Some of you will recall my recent post regarding the challenges Avaya will confront as it attempts to integrate its acquisition of Nortel’s enterprise business. The challenges are real and substantive.
As I said previously, acquisitions rarely play out as they do on a spreadsheet. It would be folly for any acquiring company to expect that it simply will be able to augment its own market share with that of its new possession. It rarely plays out so seamlessly or uneventfully.
That’s because people are involved. The outcome of an acquisition doesn’t only depend on how well products and technologies are integrated into their new home. They key to success is how the people are handled — not just the new employees, but also the new channel partners, the technology partners, and, most of all, the new customers.

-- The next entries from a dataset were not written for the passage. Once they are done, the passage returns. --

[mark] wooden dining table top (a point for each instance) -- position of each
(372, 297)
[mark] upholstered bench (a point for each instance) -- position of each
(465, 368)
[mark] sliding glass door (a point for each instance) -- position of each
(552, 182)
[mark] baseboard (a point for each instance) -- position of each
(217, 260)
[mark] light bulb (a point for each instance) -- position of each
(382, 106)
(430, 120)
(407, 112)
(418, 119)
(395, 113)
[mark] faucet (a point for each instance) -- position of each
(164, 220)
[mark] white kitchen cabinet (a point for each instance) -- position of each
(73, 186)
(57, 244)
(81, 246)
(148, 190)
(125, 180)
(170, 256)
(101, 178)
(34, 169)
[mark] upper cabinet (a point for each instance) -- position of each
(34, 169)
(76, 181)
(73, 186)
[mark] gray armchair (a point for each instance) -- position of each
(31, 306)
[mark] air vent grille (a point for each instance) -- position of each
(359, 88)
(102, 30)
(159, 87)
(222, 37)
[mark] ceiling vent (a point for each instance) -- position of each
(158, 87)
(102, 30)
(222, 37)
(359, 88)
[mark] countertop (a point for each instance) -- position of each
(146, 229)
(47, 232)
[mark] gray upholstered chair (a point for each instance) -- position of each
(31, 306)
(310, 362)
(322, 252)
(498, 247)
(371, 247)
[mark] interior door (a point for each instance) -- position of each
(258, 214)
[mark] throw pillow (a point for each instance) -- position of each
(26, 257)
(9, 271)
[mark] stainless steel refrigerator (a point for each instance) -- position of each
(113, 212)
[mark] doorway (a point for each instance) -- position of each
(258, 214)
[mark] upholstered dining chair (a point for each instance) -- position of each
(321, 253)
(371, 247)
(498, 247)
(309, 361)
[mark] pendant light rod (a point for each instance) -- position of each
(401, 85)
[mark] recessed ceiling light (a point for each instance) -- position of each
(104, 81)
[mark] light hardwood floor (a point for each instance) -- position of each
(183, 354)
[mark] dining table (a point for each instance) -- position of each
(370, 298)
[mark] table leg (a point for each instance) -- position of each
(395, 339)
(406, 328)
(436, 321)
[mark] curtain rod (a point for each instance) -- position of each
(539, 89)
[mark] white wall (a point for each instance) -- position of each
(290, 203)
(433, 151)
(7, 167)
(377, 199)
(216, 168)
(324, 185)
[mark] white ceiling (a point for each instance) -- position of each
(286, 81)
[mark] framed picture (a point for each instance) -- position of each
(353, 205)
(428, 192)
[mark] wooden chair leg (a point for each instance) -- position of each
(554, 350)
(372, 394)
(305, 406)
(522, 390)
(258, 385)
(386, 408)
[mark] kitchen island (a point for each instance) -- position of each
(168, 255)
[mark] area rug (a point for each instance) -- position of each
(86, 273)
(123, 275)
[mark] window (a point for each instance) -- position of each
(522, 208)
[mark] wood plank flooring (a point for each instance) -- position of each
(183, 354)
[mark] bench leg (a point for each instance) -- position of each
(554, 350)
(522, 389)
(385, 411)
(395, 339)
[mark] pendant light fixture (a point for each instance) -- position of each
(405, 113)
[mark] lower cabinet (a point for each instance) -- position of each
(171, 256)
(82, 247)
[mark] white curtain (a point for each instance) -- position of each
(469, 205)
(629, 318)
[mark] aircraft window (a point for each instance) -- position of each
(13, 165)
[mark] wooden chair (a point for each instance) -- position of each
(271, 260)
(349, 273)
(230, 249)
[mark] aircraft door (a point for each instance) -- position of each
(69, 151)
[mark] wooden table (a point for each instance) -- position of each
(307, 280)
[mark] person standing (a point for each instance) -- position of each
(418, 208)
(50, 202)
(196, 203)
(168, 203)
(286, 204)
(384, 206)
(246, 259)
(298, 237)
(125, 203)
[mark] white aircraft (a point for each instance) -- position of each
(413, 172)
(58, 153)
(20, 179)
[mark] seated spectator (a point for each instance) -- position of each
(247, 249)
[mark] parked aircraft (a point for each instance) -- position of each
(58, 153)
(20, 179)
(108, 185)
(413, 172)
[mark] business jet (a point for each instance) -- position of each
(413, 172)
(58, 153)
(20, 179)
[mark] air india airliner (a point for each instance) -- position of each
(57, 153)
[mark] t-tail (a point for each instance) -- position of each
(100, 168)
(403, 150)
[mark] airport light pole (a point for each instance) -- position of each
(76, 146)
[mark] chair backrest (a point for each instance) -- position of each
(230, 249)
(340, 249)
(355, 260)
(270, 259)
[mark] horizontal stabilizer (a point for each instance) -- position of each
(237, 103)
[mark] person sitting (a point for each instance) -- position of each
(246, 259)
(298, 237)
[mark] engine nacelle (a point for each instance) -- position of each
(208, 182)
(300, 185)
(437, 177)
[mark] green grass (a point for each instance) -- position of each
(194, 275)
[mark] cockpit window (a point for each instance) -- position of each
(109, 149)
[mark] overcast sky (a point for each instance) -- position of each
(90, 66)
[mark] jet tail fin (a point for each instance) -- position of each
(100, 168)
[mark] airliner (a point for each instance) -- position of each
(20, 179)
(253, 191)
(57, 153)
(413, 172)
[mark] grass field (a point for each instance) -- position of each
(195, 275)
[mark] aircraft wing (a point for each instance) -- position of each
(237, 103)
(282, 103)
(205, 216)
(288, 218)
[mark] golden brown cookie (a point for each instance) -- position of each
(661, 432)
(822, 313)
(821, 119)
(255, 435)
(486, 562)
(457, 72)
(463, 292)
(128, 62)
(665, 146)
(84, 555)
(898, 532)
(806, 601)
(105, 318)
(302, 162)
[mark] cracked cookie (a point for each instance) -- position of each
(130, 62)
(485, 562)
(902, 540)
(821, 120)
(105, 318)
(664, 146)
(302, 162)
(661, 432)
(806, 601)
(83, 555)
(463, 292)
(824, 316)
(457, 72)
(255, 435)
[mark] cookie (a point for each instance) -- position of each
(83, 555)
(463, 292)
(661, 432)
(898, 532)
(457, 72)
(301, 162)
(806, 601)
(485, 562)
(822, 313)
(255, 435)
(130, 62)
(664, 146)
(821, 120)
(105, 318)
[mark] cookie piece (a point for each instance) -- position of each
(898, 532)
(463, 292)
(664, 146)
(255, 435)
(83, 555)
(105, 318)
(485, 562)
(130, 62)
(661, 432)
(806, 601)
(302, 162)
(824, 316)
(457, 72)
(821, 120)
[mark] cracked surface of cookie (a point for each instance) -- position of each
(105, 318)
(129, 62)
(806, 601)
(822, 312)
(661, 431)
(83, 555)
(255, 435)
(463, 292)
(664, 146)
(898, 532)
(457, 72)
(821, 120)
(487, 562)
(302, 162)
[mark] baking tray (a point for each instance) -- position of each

In a Network World piece, Jim Duffy consults a few market analysts who advise Nortel customers to keep a watchful eye on how Avaya handles the post-acquisition integration.
Said Bob Hafner of Gartner:
“There may be some surprises there. These are going to be two large companies coming together. It’s not the easiest thing to do. These things never go without issues, problems or concerns.”
Henry Dewing of Forrester makes a related point:
“The biggest issue for users is, ‘Show me the [product] road map,.’ They want to see hardcore product plans [and] how they are going to actually consolidate product lines.”
Avaya got Nortel in the bankruptcy auction. Now the hard part begins. This is when we’ll find out whether Nortel’s enterprise business will become a fully realized asset or a partial liability for Avaya.